I fatti di cui parliamo oggi non si verificano propriamente nel Medioevo, bensì a
pochi decenni dalla data che convenzionalmente segna la fine dell’epoca. Come
vedremo però, il Medioevo entrerà prepotentemente nella nostra storia. Questo
articolo, inoltre, è destinato a fare da “apripista” ad una serie di articoli riguardanti
fatti e personaggi dell’Età di Mezzo che ancora oggi incutono timore.

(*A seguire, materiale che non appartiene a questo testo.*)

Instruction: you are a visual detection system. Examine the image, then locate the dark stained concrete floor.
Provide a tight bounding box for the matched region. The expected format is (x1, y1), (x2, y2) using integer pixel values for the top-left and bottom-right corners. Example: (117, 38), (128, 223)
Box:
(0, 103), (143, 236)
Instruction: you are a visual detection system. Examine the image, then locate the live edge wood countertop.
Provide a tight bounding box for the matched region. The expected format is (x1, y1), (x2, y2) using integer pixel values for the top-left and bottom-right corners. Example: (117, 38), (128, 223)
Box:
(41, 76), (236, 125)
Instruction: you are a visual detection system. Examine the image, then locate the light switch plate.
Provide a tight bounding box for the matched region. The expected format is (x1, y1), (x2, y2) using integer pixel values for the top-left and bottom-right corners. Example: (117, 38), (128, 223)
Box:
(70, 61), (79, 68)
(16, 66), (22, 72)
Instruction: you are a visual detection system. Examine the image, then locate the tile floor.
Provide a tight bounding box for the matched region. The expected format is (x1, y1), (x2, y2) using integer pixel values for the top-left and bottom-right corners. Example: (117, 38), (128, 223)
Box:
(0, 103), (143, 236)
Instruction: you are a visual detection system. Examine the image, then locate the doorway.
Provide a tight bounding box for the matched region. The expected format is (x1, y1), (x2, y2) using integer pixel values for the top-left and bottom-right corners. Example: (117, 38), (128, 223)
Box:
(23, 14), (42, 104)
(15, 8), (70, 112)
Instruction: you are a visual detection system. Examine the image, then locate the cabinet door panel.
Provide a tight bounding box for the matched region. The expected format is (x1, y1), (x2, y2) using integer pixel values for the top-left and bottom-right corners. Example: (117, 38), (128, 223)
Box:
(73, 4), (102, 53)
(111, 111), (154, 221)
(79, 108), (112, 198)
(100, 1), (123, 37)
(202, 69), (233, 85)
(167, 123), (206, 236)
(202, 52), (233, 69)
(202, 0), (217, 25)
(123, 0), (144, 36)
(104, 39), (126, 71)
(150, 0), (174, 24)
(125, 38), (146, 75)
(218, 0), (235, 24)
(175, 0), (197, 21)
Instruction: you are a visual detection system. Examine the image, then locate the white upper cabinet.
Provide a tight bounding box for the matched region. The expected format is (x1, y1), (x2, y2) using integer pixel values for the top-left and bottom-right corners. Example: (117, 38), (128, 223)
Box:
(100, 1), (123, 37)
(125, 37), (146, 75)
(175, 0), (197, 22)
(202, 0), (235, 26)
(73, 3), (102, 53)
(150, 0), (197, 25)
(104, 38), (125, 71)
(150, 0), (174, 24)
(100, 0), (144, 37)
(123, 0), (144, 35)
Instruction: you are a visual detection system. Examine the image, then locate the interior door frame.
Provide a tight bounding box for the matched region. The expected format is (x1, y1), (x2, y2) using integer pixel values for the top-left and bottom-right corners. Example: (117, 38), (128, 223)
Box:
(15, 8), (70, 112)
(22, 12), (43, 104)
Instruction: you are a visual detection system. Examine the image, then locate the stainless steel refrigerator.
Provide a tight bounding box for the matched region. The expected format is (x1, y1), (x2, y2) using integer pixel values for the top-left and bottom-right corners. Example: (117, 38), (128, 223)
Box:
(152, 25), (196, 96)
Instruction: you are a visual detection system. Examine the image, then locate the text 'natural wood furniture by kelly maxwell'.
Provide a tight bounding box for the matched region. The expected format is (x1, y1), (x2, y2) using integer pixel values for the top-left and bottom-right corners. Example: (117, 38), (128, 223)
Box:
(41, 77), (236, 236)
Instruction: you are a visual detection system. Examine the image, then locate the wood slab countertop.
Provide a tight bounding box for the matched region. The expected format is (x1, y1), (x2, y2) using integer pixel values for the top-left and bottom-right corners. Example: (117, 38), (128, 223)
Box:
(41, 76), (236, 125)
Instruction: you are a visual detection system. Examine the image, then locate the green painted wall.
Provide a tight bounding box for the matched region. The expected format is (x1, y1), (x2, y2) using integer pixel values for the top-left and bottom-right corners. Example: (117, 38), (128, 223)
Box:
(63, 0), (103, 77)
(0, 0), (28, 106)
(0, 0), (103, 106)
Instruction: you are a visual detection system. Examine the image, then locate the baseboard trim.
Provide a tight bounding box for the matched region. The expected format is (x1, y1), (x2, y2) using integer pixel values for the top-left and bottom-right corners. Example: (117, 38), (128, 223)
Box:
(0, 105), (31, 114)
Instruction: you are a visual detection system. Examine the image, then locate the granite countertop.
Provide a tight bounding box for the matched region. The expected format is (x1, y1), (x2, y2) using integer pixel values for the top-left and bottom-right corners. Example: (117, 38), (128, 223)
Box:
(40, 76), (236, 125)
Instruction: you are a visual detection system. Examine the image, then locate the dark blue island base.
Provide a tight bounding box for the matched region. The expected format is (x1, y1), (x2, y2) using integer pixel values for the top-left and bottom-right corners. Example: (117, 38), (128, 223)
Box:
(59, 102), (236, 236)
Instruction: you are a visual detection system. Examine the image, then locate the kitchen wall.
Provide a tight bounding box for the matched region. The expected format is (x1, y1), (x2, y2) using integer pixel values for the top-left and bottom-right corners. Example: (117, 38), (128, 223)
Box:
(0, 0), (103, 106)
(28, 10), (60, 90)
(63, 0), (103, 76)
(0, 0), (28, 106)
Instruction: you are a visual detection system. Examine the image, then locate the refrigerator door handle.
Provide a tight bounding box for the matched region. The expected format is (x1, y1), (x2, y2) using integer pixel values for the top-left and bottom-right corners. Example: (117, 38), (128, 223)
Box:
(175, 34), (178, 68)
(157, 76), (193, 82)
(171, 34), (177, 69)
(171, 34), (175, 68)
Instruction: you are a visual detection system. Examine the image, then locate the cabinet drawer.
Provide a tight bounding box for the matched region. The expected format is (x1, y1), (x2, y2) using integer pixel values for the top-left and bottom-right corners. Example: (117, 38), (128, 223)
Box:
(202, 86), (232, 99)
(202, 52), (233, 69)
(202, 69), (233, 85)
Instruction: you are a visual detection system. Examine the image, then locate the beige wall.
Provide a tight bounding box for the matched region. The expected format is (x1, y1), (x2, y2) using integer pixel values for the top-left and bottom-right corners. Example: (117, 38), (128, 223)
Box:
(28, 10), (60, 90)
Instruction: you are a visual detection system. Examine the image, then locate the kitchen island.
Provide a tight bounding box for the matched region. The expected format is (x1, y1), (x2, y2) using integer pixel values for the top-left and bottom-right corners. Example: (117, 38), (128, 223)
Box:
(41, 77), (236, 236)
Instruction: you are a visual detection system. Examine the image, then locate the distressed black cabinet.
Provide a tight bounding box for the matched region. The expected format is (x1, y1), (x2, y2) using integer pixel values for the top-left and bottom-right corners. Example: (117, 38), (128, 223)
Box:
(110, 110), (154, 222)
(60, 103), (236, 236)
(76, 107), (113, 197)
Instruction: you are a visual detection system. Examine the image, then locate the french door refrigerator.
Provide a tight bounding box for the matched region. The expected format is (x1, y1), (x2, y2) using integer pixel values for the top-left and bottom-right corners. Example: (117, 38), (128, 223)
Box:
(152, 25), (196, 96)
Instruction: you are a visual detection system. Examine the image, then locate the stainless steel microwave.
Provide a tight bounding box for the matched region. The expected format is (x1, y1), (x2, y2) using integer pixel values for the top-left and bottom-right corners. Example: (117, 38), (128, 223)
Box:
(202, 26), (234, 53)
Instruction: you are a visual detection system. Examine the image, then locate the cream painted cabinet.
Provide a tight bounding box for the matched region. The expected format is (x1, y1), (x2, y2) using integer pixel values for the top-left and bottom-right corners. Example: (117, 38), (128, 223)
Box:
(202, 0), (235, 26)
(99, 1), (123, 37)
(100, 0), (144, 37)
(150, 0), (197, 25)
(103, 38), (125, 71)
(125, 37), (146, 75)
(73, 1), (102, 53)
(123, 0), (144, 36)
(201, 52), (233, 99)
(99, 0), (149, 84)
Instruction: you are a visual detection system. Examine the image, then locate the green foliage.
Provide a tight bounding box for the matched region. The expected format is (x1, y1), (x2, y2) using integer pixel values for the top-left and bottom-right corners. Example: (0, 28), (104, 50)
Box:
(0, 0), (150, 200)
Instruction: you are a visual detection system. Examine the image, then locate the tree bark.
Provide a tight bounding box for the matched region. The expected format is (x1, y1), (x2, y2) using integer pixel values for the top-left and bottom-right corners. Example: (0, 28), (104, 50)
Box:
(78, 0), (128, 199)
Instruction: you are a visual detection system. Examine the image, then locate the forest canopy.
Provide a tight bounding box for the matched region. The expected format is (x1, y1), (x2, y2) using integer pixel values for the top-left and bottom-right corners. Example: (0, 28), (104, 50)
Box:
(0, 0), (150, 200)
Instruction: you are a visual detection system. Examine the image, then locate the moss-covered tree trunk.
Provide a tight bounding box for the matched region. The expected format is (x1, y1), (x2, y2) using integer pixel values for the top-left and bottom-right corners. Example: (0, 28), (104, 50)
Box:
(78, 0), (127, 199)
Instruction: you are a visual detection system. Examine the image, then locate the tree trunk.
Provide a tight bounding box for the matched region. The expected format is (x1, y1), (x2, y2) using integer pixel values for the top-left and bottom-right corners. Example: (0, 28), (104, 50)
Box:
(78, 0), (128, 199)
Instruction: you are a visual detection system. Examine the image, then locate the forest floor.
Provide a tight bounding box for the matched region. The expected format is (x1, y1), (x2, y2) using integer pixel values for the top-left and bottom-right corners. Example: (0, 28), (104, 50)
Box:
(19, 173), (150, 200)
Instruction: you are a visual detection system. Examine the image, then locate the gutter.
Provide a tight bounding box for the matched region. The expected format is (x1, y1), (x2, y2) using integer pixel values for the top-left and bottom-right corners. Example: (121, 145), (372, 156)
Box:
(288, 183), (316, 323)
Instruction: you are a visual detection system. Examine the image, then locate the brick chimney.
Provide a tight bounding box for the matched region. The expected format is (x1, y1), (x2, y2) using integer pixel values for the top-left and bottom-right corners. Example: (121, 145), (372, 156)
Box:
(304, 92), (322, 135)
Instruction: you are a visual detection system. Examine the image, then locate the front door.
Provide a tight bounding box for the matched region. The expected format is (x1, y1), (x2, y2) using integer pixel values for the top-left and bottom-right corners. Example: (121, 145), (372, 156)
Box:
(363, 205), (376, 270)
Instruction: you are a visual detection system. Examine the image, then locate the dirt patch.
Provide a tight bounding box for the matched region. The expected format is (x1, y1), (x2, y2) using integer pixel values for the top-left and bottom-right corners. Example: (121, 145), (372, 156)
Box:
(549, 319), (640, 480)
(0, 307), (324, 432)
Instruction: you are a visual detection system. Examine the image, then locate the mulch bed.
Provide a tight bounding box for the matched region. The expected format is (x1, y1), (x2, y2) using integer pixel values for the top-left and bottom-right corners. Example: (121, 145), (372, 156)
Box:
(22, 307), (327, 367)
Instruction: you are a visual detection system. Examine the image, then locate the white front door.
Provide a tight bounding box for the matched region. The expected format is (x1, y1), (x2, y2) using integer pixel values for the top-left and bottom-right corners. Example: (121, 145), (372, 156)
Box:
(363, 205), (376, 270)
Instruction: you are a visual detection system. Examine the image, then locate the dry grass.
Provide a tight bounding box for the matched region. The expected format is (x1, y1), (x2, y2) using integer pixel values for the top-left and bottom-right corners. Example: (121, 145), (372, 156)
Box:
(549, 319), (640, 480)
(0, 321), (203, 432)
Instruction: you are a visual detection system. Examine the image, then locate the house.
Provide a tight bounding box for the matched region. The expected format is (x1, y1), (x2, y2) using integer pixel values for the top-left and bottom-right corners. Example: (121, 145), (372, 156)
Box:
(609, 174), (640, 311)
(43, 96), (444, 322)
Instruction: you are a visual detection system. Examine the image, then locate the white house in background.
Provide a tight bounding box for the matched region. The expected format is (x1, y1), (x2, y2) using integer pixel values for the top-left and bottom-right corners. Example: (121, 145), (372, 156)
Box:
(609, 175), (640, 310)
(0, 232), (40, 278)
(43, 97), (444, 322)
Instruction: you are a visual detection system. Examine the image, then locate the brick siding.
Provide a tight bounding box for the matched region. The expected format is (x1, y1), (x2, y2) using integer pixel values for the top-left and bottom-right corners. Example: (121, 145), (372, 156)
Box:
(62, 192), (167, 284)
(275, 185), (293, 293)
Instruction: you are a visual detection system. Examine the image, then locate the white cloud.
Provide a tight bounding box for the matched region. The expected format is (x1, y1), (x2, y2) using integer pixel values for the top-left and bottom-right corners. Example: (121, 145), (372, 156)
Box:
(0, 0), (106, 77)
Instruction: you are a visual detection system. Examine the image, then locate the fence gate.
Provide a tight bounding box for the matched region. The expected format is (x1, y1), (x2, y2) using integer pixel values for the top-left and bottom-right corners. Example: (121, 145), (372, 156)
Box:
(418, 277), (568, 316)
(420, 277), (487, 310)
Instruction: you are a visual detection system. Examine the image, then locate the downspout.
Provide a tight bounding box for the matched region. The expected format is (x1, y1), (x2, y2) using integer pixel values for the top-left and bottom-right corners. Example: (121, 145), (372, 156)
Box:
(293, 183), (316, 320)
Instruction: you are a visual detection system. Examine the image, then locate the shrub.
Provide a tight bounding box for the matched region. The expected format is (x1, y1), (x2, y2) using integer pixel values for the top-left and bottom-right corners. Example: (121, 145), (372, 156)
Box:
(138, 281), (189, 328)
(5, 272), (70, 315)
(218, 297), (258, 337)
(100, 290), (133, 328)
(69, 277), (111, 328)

Le strade di Strasburgo attirano sempre una certa folla… ma l’attenzione di quella
folla è attirata da qualcosa di diverso dalle solite attrazioni.


Una donna, frau Troffea (allora l’Alsazia era parte del Sacro Romano Impero)
camminando per la strada, iniziò a compiere movimenti convulsi e disordinati, che
ricordano una grottesca danza. Le sue gambe sembravano incapaci di star ferme,
quasi fossero dotate di una volontà propria.
Secondo le cronache, quell’assurda pantomima proseguì finché Troffea non cadde a
terra esausta; una volta recuperate le forze però, la donna ricominciò a danzare.
Nel frattempo altri avevano cominciato ad imitarla: anche loro parevano non
riuscire a smettere.
Nel giro di una settimana erano almeno trenta persone a partecipare al ballo, ma il
loro numero era destinato ad aumentare. Un paio di settimane dopo erano in
centinaia a danzare in modo convulso nelle strade della cittadina alsaziana.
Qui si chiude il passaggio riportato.